Miss Shevaughn & Yuma Wray | Snake Oil Songs
Album review by John Powell
Picture two musicians, resembling the hippiest versions of Jack and Meg White. They sport wide-brimmed Quaker hats, wear loose dresses, and between the two of them play percussion (stomps and glockenspiel too), guitar, organ, banjo, mandolin, lap steel, and harmonica.
Can you even imagine that? Well, that’s Miss Shevaughn and Yuma Wray, an Americana duo that spends their life on the road. Therefore, “Americana” is not a lightly attributed category. They have seen the U.S. and they sing about it with heartfelt soul and just the right amount of indie charisma. There’s nothing stuffy or snobby about their music. It clearly shines through as honest and poetic. Their EP, Snake Oil Songs, is six songs exploring blues, folk, and 60s and 70s low-fi radio fuzz.
“A Fool and Her Heart” has a guitar sound that’s like a stew slowly bubbling over a hot fire. “Although my mama didn’t raise no fool,” Miss Shevuaghn (AKA Erin Frisby) sings, “I can’t seem to hold onto mine.” She’s referring to her heart, of course. Behind her is overdubbed old-timey gospel ooh-ing, which is just gorgeous. The organ, drums, and growing heartbreak in Miss Shevaughn’s voice, along with tambourine, creates a wonderful single that burrows into you.
In the same vein, “Take Me Home” is a country ballad with mandolin dripping coolly throughout it. Miss Shevaughn has a great voice, and when she adds in backing harmonies the sound is raw and true. “The only home I’ve ever known,” she sings, “is a hotel in West Virginia/Oh, I’d like to do better/take me home.”
The highlight is the minute and a half closer, “Sweet and Low”, a spiritual with both of them singing in layers, a’capella. “I’ll carry your burden, brother,” it goes. “See you on the other side.” No one’s making and recording songs like this these days. They’ll tease the spiritual harmonies and themes, but this song is like the olive in the martini, a cool addition to the EP.

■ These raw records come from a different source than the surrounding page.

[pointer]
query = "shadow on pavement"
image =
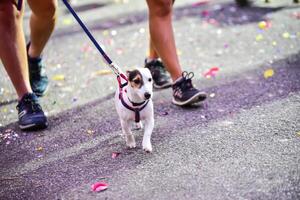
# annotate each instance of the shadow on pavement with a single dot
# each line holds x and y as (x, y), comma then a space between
(67, 130)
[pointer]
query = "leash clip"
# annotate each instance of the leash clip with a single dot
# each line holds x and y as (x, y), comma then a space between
(121, 77)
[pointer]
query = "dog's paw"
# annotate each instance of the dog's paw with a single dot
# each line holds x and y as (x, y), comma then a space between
(130, 141)
(147, 148)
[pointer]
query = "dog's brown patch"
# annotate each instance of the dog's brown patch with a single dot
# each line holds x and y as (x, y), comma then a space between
(135, 78)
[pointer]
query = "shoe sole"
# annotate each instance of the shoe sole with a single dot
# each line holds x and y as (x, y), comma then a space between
(33, 127)
(201, 96)
(167, 85)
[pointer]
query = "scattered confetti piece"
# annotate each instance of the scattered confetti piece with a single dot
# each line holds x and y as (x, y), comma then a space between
(39, 148)
(67, 21)
(99, 186)
(264, 24)
(8, 135)
(205, 13)
(211, 72)
(199, 3)
(296, 15)
(259, 37)
(268, 73)
(179, 53)
(58, 77)
(286, 35)
(115, 154)
(102, 72)
(90, 132)
(212, 95)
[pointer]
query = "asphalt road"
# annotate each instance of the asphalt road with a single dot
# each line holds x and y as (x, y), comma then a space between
(242, 143)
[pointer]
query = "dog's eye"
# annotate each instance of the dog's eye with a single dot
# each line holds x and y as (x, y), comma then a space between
(137, 81)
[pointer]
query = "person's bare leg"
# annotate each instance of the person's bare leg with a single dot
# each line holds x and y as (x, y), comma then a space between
(42, 24)
(12, 47)
(162, 37)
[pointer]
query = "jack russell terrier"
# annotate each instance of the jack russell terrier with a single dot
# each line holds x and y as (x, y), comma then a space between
(134, 103)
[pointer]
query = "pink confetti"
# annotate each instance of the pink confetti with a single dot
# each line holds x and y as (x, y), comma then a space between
(296, 15)
(199, 3)
(115, 154)
(205, 13)
(86, 48)
(211, 72)
(99, 186)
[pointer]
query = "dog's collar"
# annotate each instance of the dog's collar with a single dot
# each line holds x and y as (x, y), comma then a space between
(135, 110)
(134, 103)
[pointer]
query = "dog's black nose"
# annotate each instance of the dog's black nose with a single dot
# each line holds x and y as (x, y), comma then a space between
(147, 95)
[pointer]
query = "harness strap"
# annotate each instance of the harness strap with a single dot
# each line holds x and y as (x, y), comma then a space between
(135, 110)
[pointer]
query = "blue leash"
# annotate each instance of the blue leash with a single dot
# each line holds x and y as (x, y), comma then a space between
(86, 30)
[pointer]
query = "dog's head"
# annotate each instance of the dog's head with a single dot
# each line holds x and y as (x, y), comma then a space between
(140, 81)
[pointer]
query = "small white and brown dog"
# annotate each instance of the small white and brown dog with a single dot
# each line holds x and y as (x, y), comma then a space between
(134, 104)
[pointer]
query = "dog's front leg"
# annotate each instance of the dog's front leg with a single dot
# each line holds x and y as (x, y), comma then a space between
(126, 128)
(149, 124)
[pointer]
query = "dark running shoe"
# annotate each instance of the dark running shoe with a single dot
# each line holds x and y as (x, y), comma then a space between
(184, 92)
(30, 113)
(159, 74)
(37, 75)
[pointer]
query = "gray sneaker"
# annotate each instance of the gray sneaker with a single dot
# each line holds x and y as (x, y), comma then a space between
(184, 92)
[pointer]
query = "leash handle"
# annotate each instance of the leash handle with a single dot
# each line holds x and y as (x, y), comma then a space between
(86, 30)
(115, 68)
(19, 5)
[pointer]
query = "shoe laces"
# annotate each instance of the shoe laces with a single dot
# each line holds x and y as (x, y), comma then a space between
(30, 104)
(159, 67)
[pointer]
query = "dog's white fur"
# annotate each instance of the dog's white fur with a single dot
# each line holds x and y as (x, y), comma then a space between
(127, 117)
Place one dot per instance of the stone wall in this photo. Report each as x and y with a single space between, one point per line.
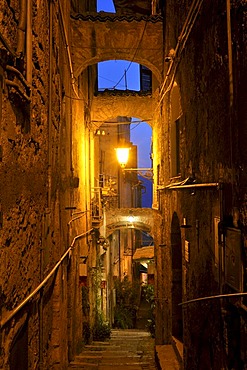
36 182
209 135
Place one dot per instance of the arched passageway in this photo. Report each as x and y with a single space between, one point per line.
106 37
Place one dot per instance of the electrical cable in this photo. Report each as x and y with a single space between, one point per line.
137 48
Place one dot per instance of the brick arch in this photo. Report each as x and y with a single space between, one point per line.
126 57
99 38
107 106
118 219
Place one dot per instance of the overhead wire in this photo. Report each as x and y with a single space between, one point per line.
136 49
182 39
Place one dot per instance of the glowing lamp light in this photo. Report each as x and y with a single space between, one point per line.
122 156
131 218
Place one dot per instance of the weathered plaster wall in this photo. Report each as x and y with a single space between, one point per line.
209 147
34 218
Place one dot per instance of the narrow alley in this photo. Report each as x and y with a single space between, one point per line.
130 349
123 172
127 349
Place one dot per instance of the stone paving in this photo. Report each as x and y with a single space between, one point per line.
126 350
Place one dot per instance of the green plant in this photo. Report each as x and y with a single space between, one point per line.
101 328
127 296
86 332
148 291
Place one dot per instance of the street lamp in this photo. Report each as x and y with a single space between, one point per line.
122 156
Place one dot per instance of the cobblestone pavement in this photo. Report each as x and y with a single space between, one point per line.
126 350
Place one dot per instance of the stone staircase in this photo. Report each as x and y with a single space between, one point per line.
126 350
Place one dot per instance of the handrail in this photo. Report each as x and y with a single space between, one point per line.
213 297
17 309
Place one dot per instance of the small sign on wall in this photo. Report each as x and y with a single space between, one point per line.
233 260
216 241
187 251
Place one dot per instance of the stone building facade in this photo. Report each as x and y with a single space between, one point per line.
50 216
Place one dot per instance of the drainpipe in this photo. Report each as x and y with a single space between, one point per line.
48 210
29 43
50 104
21 28
229 42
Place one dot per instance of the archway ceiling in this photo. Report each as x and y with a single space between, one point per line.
96 38
118 219
105 107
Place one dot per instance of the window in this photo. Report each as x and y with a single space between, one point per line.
175 146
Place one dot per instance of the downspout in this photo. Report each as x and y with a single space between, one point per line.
229 42
50 104
48 210
29 43
21 28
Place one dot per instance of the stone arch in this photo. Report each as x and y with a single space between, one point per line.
176 253
124 56
118 219
97 39
105 107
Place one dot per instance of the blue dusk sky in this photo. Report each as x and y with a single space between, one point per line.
122 75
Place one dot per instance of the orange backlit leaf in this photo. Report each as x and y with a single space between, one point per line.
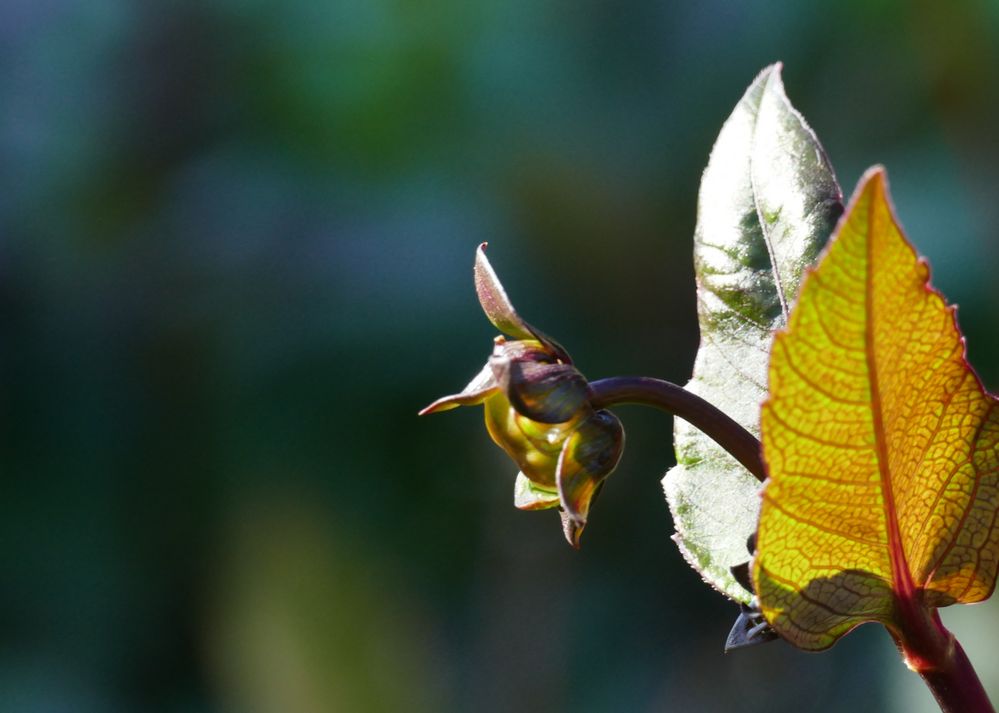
881 444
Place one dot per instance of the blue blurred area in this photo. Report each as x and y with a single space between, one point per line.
235 251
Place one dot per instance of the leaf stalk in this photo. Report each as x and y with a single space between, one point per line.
667 396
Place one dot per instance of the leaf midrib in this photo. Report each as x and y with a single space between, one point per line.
764 226
901 576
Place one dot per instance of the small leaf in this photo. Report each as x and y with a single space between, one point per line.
881 444
767 203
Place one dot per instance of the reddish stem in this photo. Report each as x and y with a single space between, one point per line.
933 652
665 395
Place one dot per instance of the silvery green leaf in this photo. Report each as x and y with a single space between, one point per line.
768 202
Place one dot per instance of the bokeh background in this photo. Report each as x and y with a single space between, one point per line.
235 251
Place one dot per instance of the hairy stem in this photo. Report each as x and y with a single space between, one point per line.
667 396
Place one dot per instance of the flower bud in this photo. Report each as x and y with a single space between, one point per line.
588 456
539 387
538 410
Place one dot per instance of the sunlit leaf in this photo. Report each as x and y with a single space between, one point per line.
881 444
768 201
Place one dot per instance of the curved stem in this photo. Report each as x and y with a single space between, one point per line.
692 408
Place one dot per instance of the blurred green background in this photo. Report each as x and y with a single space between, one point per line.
235 258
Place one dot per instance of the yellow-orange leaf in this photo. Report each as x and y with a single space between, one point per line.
882 445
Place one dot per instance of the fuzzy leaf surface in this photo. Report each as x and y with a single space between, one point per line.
768 201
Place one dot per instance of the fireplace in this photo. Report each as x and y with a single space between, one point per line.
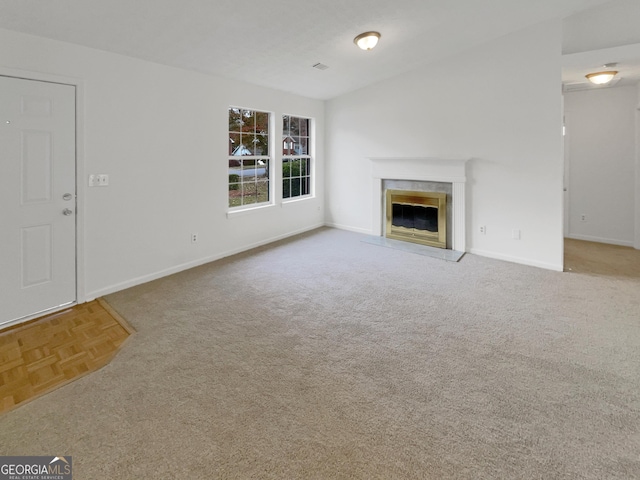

Yuma Wray gets a song, “Dead Men”, a bluesy ballad where he sings, “I got a nasty suspicion that the hammer’s comin’ down.” It fits the vibe of the rest of the EP, and his voice is neither bad nor good. It’s what you’d want him to sound like, singing these back- country songs. Unfortunately, he’s competing with his female counterpart, and her voice is hauntingly effervescent.
Bottom line: If you like tales of woe, Americana, timeless songs with an indie twist, what are waiting for?